Wednesday, April 3, 2013

Recession Risks Less Severe Than First Thought, but Still Higher than the Base Case

The BEA released their final estimate for GDP last week, stating that GDP increased 1.7% on a year-over-year basis. This is roughly 10 basis points better than prior estimates and 20 basis points than the initial estimate. As you may already know, I think one can discern the risks of recessionary conditions based on the trend and level of year-over-year changes in GDP. Essentially, the risks of the recession are high when year-over-year GDP is at below 1.5% after falling from a higher level. The following chart shows this relationship, with the blue line representing the percentage change in GDP and the red line being the 1.5% demarcation. The chart is sourced using data from the St Louis Fed and is from the early 1940's.



In any typical quarter since the 1940's, one could expect GDP to increase 3.1% and show an increase in nearly 88% of all quarters. Following periods when GDP has declined to levels equal to or less 1.5%, the forward average GDP percentage change is -0.7% and has increased in only 38% of the observed periods. I would consider high recessionary risks.

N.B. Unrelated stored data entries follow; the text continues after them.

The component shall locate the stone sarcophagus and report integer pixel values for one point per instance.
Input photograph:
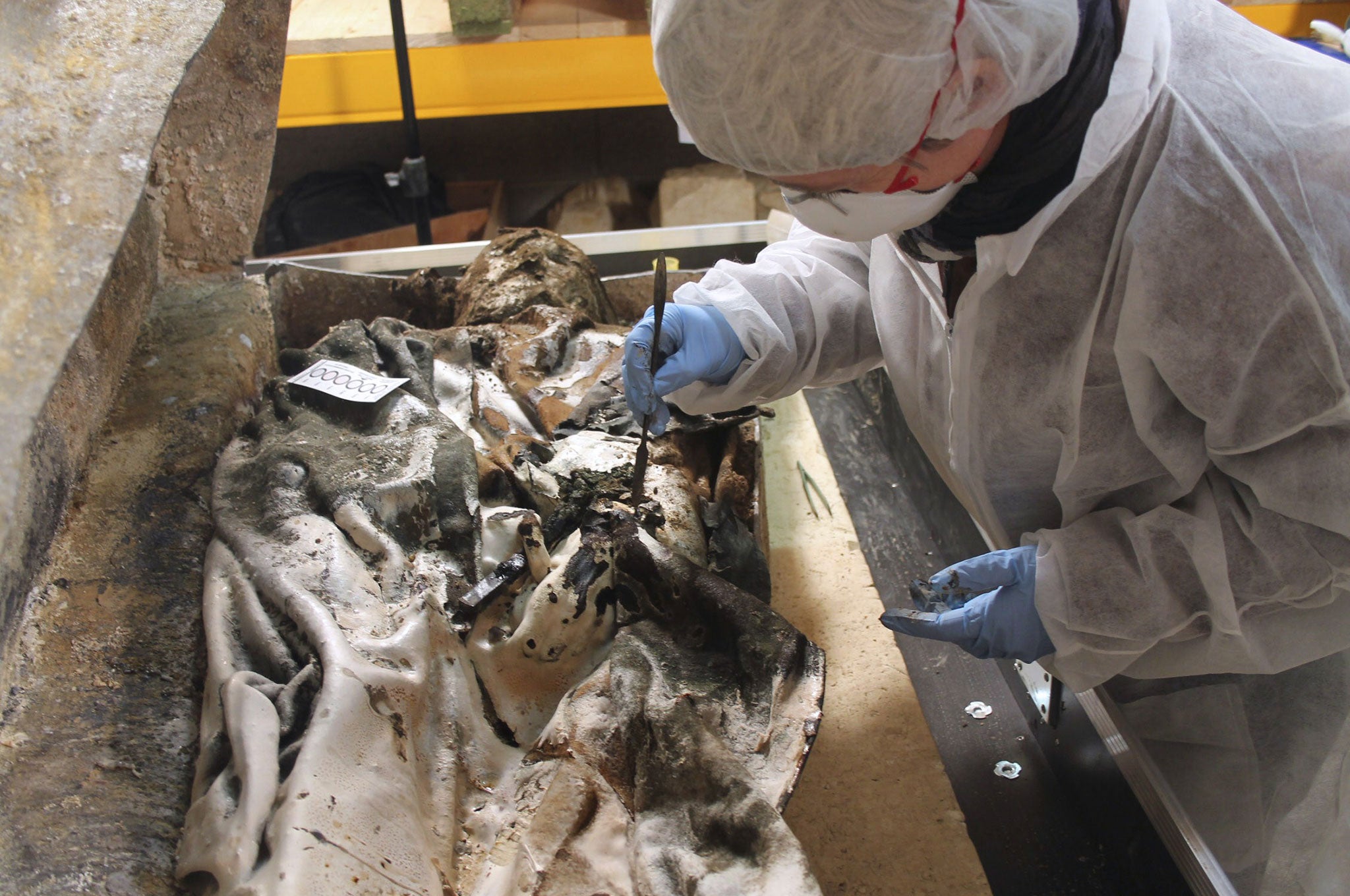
(448, 654)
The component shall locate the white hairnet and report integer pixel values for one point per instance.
(780, 87)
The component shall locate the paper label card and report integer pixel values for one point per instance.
(347, 382)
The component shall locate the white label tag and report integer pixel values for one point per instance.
(347, 382)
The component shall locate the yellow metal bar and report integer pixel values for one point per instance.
(1291, 19)
(542, 76)
(471, 78)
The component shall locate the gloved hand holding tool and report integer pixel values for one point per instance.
(695, 343)
(985, 605)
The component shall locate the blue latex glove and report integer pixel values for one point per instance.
(698, 345)
(990, 607)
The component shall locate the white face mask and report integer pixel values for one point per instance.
(860, 217)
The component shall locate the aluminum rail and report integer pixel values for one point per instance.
(412, 258)
(1190, 852)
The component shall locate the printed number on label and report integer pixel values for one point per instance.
(347, 382)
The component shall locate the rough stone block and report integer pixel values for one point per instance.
(593, 207)
(705, 194)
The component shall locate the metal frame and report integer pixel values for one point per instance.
(655, 239)
(1190, 852)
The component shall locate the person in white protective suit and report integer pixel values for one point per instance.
(1103, 254)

The final estimate in GDP appears to be indicating that the risks are not as severe as I initially thought. Looking at the 1.7% percentage change level, the average GDP percentage change and batting average improves. The average GDP percentage change following periods when GDP has declined to a 1.7% year-on-year rate is -0.5% and has shown increases in 42% in all observed periods. To me this suggests a lower risk of recession than first assumed. However, I would consider this to indicate a period when the risks of a recession in the future remain somewhat elevated.

I will be interested to see what the employment data and specifically the acceleration/deceleration in employment levels suggests as to the risks of an economic contraction.